Gaussian Truncation
Setup code
using CairoMakie
using Distributions
using LinearAlgebra
function gauss1(x; σ)
𝒟 = Normal(zero(σ), σ)
return pdf.(𝒟, x)
end
function gauss2(x, y; Σ)
𝒟 = MvNormal(fill!(similar(Σ, 2), 0), Σ)
xy = Iterators.product(x, y)
return map(Iterators.product(x, y)) do xy
pdf(𝒟, [xy...])
end
endUnivariate (1D)
Definition
Given the variance $σ^2$, the 1D Gaussian distribution is defined for $x ∈ ℝ$ to be
\[\begin{align} G(x; σ) &≡ \frac{1}{\sqrt{2πσ^2}} e^{-x^2 / 2σ^2} \label{eqn:gaussian1} \end{align}\]
where we assume the distribution has mean equal to zero ($μ = 0$).

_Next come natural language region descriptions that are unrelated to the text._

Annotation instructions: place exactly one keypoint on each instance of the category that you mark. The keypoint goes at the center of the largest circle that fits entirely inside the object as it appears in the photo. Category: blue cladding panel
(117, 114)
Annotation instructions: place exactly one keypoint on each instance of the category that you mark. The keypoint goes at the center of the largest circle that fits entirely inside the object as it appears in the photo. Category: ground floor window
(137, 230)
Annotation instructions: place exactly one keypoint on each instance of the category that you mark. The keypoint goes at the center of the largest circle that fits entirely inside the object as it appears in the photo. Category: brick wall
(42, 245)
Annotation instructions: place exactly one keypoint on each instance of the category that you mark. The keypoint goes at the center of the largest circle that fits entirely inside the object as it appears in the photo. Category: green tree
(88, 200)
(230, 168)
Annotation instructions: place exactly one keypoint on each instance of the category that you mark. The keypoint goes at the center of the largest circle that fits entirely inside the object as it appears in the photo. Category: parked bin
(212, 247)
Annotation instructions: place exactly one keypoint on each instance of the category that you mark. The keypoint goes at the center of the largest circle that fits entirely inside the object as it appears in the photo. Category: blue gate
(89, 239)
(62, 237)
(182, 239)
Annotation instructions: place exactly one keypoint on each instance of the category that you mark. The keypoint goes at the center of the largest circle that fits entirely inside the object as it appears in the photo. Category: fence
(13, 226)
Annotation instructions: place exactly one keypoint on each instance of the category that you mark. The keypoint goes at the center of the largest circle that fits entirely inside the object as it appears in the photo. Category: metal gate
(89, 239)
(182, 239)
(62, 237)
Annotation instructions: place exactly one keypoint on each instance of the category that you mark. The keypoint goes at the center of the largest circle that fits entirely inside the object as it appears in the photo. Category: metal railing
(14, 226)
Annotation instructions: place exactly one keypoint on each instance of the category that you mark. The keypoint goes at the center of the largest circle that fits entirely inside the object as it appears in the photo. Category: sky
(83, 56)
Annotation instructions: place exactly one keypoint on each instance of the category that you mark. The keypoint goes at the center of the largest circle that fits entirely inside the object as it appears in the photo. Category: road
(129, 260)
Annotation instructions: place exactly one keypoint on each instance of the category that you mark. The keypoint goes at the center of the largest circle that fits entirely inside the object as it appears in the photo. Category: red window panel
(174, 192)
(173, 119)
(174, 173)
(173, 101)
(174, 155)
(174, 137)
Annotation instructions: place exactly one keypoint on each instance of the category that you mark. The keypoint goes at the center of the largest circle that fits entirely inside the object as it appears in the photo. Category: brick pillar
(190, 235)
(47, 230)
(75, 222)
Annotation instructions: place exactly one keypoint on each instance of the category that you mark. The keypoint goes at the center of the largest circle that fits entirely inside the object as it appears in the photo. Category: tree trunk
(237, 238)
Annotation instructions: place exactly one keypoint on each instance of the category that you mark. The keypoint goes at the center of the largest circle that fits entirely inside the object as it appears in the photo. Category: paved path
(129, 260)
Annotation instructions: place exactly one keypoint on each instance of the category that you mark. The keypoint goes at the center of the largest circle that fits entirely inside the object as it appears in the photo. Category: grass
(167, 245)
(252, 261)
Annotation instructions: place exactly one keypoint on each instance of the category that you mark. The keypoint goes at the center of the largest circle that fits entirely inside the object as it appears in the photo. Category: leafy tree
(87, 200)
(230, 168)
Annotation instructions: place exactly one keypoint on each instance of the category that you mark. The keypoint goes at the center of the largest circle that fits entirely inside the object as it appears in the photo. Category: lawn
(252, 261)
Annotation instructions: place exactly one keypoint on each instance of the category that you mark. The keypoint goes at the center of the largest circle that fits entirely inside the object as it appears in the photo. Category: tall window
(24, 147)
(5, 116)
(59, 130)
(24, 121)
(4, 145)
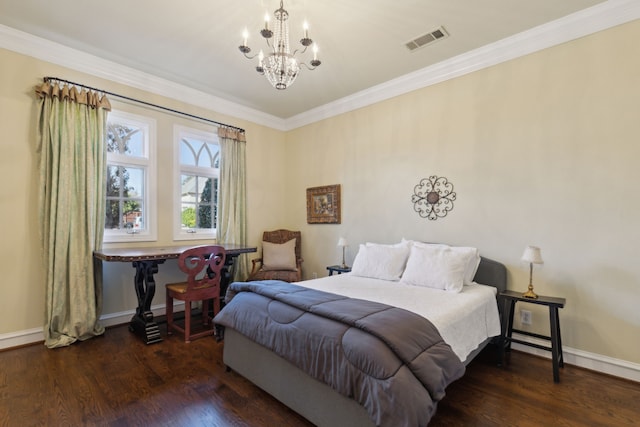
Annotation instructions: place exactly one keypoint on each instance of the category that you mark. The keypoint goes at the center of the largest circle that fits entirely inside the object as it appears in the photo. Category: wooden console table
(509, 300)
(146, 261)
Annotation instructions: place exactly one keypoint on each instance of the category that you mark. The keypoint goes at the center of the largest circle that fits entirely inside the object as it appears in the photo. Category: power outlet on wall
(525, 317)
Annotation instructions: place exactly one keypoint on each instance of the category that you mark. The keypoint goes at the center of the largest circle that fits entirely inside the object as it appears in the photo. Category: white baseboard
(595, 362)
(31, 336)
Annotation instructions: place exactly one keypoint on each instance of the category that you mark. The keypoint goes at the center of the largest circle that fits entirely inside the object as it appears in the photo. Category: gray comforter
(391, 361)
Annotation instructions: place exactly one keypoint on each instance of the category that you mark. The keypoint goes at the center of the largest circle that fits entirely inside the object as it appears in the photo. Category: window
(197, 155)
(129, 215)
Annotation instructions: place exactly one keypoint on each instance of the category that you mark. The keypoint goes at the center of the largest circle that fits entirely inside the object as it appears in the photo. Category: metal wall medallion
(433, 197)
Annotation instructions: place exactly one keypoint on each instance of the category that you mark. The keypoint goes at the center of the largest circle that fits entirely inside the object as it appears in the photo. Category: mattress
(465, 319)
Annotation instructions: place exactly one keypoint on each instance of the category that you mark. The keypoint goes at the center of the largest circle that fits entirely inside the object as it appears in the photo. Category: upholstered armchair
(281, 257)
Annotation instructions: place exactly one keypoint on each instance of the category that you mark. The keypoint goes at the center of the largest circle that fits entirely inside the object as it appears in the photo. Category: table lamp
(532, 256)
(343, 243)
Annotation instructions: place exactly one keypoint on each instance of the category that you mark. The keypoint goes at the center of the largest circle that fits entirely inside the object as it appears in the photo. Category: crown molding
(588, 21)
(55, 53)
(597, 18)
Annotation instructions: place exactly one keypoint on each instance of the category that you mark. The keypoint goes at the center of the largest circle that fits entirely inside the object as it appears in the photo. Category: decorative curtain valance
(232, 202)
(231, 133)
(71, 93)
(71, 128)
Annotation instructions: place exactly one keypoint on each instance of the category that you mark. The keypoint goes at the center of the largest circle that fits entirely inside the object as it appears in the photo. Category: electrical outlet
(525, 317)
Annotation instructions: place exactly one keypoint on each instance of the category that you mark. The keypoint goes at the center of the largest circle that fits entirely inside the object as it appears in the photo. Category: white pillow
(472, 254)
(436, 266)
(384, 262)
(279, 256)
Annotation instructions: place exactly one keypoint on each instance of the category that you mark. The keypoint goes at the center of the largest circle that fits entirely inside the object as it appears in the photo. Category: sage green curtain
(71, 145)
(232, 195)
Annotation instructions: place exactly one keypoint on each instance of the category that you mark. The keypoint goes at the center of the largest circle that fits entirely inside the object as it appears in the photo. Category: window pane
(195, 152)
(113, 181)
(125, 139)
(112, 215)
(134, 183)
(125, 192)
(198, 201)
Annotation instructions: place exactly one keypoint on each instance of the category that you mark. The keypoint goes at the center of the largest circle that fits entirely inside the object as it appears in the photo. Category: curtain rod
(46, 79)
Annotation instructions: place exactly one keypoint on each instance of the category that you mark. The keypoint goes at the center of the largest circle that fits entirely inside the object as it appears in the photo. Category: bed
(465, 320)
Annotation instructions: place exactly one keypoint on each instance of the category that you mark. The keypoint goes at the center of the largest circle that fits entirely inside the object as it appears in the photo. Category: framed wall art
(323, 205)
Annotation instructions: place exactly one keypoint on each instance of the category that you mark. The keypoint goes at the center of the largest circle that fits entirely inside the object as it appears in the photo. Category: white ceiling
(361, 42)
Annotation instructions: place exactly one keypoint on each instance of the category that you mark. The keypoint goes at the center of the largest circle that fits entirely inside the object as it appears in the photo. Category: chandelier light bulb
(280, 63)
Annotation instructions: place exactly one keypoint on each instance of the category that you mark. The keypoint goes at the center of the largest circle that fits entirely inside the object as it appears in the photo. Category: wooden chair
(203, 267)
(259, 271)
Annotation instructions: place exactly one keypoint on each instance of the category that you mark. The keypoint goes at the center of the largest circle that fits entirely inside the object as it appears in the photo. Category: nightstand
(508, 300)
(338, 269)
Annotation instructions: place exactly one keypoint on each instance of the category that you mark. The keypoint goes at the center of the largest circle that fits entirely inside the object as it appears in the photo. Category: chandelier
(280, 65)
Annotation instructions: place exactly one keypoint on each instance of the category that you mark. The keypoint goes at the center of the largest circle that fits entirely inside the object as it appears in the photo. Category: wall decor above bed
(433, 197)
(323, 205)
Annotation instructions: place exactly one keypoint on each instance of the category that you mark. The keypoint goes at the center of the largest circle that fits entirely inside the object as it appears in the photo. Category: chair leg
(205, 312)
(187, 321)
(169, 313)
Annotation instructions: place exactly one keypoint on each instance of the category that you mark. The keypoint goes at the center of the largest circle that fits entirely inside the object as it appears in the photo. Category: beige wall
(541, 150)
(22, 302)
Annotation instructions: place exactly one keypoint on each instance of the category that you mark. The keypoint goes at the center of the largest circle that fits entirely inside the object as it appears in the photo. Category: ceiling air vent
(425, 39)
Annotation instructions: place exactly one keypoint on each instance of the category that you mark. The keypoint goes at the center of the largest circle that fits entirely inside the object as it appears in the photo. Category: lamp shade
(532, 255)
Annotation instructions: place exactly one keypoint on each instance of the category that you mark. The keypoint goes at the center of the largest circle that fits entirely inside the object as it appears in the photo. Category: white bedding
(464, 319)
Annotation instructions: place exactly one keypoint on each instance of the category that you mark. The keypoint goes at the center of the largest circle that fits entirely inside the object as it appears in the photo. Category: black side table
(338, 269)
(509, 300)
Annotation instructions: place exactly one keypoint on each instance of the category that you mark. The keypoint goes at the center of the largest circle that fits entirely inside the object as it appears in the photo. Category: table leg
(142, 323)
(555, 342)
(561, 360)
(507, 327)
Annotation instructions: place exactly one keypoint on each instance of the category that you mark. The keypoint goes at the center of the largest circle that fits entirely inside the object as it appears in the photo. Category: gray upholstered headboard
(492, 273)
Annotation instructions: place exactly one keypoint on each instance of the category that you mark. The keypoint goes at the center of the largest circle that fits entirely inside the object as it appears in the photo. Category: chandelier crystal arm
(279, 65)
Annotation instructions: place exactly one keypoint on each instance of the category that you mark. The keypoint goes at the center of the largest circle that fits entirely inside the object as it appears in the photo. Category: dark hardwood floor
(116, 380)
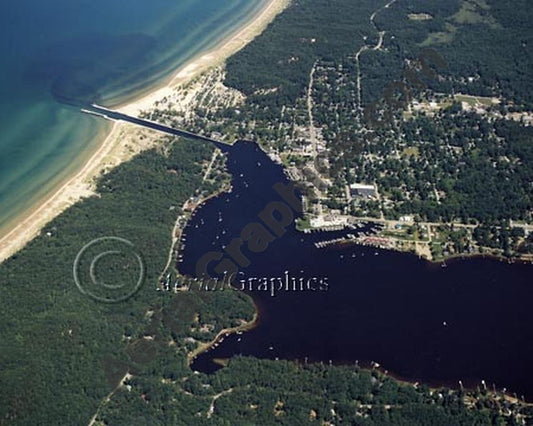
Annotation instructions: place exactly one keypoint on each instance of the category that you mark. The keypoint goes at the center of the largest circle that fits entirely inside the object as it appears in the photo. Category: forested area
(61, 352)
(262, 392)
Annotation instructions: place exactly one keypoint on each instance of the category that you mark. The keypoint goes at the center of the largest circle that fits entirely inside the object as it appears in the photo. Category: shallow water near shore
(469, 321)
(98, 50)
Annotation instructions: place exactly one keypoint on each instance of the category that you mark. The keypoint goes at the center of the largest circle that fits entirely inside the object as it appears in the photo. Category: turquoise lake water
(86, 50)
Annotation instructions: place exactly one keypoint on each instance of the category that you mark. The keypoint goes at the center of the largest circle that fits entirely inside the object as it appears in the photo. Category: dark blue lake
(469, 321)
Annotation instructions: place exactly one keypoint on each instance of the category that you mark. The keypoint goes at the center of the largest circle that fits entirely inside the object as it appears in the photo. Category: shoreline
(112, 150)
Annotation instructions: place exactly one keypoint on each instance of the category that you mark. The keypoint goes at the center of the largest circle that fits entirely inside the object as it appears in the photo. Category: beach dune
(124, 141)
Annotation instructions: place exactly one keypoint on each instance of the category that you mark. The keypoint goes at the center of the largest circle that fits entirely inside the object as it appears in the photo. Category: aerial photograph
(266, 212)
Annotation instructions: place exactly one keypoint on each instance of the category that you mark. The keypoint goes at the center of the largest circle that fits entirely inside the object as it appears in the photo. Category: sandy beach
(125, 141)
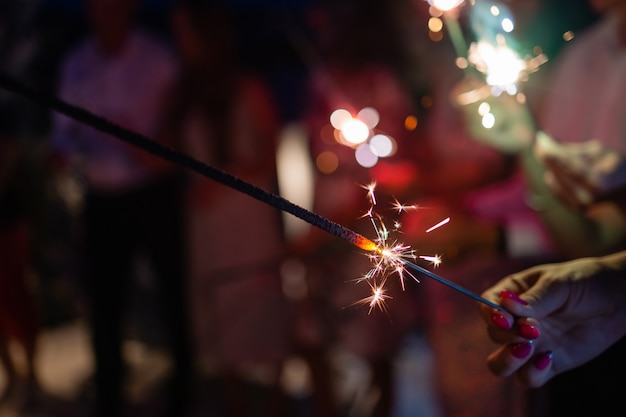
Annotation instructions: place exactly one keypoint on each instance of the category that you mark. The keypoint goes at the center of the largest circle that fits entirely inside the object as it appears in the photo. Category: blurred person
(19, 313)
(581, 102)
(225, 116)
(357, 69)
(133, 200)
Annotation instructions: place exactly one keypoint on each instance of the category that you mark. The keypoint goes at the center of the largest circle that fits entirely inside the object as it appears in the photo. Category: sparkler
(393, 257)
(386, 257)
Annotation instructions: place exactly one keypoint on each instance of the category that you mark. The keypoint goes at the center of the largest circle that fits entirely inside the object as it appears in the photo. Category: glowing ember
(388, 256)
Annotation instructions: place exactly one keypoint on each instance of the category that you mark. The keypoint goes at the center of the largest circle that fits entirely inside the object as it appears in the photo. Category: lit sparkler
(390, 257)
(387, 257)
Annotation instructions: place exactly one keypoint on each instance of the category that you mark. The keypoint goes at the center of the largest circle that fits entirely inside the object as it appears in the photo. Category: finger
(538, 370)
(572, 187)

Since the Gaussian function is defined over the entire real line, we must truncate it to a finite size before convolution. We choose to truncate at the $±4σ$ bounds, which simply means that the domain is restricted to $x ∈ [-4σ, +4σ]$.
We choose $σ = h$ (the bandwidth) and guarantee an odd, whole number of points in the discrete kernel by letting
\[\begin{align} \{x_i\} &= -n_h \Delta x + i \Delta x &\text{for } i &∈ \{0, 1, …, 2n_h\} \end{align}\]
where
\[ n_h = \left\lceil \frac{4h}{\Delta x} \right\rceil\]
and $\Delta x$ is the bin size of the histogrammed density.
Multivariate (2D & ND)
Definition
Given a covariance matrix $𝚺$, the multivariate Gaussian distribution is defined for $𝒙 ∈ ℝ^n$ to be
\[\begin{align} G(𝒙; 𝚺) &≡ \frac{1}{\sqrt{(2π)^n |𝚺|}} e^{-𝒙^⊤ 𝚺^{-1} 𝒙 / 2} \label{eqn:gaussian} \end{align}\]
where we assume the distribution has mean equal to zero ($𝝁 = 𝟎$) and $|𝚺| = \det 𝚺$. Like the univariate case, the multivariate Gaussian is unbounded in all directions and must be truncated to a finite range to be of practical use. We extend the univariate truncation definition that $x ∈ [-4σ, +4σ]$ in the following way.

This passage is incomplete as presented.